Il giorno mer 20 mar 2019 alle ore 13:34
<[email protected]> ha scritto:

> So Franz.
>
>
>
>
> If youre talking about the solution that you regressed just before we
> released. Then we did test it in our real testing env. I didnt notice and
> negative impact for our use cases.
>
>
>
>
>
>
> Regards to code, i actually thought what you had it made code cleaner.
>
>
>
>
> Im not sure what use case your concerned about with your change, generally
> i expect brokers to have more than just one queue and just one
> producer/consumer in real world use cases. I think having just one
> producer, one consumer and one queue on a whole broker is very academic and
> not a typical real world case. I think we engineer for multiple
> consumers/multiple producers and should test with such setup.
>
>
>
>
> Get Outlook for Android
>
>
>
>
>
>
>
> On Wed, Mar 20, 2019 at 1:15 PM +0100, "Francesco Nigro" <
> [email protected]> wrote:
>
>
>
>
>
>
>
>
>
>
> > That being said
> is there an actual real world throughput issue here?
>
> Yes and no: it's a chance to improve things, especially for cloud uses: it
> is a fact that now that Specter and Meltdown are there we don't want to
> waste CPU time
> sitting idle/on contention if isn't needed and as I've said "is a giant
> lock on any task submitted".
> IMO having a talk on how to improve it is not over-engineering, but just
> engineering, given that scaling non-persistent messages (or persistent with
> very fast disks)
> is something that we expect from a broker: from a commercial point of view
> is nice that we could scale by adding brokers, but if you can save 2
> machines to get
> the same throughput I think is a nice improvement for (m)any users.
>
> > , I don't
> know that I see much value in over engineering and micro managing this
> stuff unless there's a real world measurable benefit to be gained vs just
> theoretical benchmarks as it's just going to make things harder to maintain
> and mistakes easier to make in the future.
>
> Cassandra from Datastax has gained about 2X throughput by solving this, but
> it can be said that's a "different scenario" too: as an engineer I can say
> no, is not.
> I've "recently" addressed with the client team a similar "issue" on
> qpid-jms, getting near 2X throughput (nudge nudge Robbie Gemmel/Tim Bish).
> And this "issue" (actually, a "chance to improve things") has been well
> hidden altough in front of anyone from a long time:
> https://issues.apache.org/jira/browse/QPIDJMS-396.
>
> The reason why I've written on the dev list is to understand if anyone has
> had the chance to measure in a real load scenario something like this.
>
>
> Il giorno mer 20 mar 2019 alle ore 12:07 Christopher Shannon <
> [email protected]> ha scritto:
>
> > I don't think sacrificing low utilization is a good idea.  That being
> said
> > is there an actual real world throughput issue here?
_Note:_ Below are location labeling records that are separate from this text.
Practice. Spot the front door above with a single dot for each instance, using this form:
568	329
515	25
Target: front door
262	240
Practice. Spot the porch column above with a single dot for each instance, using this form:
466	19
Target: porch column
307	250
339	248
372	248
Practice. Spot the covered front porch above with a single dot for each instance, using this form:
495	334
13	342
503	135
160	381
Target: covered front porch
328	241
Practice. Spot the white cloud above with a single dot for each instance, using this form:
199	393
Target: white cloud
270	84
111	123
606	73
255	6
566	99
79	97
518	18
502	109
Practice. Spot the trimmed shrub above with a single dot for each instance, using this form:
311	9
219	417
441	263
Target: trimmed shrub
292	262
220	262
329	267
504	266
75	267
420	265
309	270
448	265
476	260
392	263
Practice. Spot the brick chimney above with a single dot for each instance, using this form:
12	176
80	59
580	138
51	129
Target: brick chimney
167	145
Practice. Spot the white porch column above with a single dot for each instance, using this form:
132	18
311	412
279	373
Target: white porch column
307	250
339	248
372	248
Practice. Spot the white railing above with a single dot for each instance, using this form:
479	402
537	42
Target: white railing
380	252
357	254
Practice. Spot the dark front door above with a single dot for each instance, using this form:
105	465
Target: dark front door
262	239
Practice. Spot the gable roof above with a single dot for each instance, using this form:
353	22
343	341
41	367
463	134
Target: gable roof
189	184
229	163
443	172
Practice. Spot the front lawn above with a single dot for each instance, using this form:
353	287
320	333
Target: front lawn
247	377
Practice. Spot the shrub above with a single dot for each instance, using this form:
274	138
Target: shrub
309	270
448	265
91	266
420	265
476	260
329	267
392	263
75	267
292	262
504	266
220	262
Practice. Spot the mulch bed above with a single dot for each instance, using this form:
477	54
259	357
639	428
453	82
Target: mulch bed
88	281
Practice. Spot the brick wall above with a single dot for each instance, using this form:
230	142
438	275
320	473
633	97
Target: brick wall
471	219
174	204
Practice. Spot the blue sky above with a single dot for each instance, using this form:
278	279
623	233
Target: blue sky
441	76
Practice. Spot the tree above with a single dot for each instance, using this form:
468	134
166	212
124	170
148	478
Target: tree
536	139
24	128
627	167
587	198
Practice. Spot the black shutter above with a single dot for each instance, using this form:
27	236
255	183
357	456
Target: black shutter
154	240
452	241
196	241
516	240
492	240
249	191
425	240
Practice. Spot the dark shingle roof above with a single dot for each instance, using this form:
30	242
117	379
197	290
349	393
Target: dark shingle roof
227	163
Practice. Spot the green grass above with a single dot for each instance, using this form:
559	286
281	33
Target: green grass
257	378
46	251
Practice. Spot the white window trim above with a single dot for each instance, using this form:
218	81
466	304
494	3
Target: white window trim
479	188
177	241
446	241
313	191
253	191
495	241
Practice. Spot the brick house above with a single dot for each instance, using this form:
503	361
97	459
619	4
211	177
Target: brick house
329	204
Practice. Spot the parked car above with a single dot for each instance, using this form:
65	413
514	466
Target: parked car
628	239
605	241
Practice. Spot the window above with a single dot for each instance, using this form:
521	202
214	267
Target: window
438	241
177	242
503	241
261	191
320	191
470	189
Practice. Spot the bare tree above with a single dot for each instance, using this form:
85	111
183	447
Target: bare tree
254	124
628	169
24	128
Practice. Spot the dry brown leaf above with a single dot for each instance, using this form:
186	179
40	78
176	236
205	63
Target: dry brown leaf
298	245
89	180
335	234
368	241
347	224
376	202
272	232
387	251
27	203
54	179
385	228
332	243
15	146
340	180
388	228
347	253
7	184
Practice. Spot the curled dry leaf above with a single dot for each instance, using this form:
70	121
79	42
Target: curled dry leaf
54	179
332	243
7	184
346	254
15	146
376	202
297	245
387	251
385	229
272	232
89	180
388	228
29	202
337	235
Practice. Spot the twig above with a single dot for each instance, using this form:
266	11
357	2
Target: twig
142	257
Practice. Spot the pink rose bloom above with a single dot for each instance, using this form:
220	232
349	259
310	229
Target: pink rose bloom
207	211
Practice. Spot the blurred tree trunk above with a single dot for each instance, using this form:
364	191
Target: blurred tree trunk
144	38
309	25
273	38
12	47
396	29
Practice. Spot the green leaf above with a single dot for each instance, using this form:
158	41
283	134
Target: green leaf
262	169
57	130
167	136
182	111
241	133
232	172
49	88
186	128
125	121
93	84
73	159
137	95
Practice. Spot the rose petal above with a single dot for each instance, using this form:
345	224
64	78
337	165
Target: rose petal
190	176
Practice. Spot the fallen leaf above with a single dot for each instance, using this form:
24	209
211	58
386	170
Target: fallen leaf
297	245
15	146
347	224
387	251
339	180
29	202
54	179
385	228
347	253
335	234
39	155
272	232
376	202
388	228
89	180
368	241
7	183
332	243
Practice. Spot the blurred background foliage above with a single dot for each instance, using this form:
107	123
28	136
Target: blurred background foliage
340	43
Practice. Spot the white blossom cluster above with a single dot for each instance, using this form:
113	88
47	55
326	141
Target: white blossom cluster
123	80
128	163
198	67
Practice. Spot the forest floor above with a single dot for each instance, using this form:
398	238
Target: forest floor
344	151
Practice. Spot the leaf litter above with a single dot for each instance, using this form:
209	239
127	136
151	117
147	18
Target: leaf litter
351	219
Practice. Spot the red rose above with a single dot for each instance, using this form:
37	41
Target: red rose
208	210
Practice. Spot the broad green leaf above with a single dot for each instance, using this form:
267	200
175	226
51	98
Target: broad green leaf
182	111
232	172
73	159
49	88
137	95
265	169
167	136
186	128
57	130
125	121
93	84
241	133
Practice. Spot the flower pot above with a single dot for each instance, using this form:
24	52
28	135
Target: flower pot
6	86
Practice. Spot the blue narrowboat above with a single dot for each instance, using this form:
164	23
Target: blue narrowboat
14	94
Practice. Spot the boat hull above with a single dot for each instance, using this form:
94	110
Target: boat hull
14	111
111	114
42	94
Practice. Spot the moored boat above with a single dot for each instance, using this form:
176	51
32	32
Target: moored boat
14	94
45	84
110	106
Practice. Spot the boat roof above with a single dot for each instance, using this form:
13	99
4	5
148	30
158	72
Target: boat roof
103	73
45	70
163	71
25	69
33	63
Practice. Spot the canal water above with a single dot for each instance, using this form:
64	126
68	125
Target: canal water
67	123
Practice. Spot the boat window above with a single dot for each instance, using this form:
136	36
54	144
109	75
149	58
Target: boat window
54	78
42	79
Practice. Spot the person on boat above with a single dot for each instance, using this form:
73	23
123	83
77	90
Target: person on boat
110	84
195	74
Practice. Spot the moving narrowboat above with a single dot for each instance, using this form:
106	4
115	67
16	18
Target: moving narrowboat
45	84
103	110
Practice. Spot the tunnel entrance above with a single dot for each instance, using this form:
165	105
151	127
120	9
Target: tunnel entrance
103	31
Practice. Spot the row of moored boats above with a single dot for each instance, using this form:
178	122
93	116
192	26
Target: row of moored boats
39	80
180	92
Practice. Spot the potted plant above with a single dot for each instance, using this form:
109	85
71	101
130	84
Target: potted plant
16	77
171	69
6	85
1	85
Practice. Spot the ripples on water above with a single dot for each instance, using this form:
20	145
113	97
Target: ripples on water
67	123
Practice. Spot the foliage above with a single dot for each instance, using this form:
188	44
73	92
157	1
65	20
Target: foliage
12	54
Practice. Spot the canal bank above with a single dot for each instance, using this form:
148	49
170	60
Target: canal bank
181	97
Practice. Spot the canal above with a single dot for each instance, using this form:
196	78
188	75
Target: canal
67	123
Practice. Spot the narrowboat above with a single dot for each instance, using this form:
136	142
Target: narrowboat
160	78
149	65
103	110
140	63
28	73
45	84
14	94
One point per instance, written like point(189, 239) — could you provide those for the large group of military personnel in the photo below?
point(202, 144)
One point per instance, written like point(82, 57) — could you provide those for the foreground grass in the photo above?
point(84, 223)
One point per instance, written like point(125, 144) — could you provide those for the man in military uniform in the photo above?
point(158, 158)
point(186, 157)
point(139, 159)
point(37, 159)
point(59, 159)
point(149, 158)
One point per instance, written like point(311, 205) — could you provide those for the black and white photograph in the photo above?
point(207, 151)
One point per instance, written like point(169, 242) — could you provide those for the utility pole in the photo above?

In general, I don't
> > know that I see much value in over engineering and micro managing this
> > stuff unless there's a real world measurable benefit to be gained vs just
> > theoretical benchmarks as it's just going to make things harder to
> maintain
> > and mistakes easier to make in the future.
> >
> > On Wed, Mar 20, 2019 at 6:51 AM Francesco Nigro
> > wrote:
> >
> > > HI folks,
> > >
> > > I'm writing here to share some thoughts related to the Artemis
> threading
> > > model and how it affects broker scalability.
> > >
> > > Currently (on 2.7.0) we relies on a shared thread pool ie
> > > ActiveMQThreadPoolExecutor backed by a LinkedBlockingQueue-ish queue to
> > > process tasks.
> > > Thanks to the the Actor abstraction we use a lock-free queue to
> serialize
> > > tasks (or items),
> > > processing them in batch in the shared thread pool, awaking a consumer
> > > thread only if needed (the logic is contained in ProcessorBase).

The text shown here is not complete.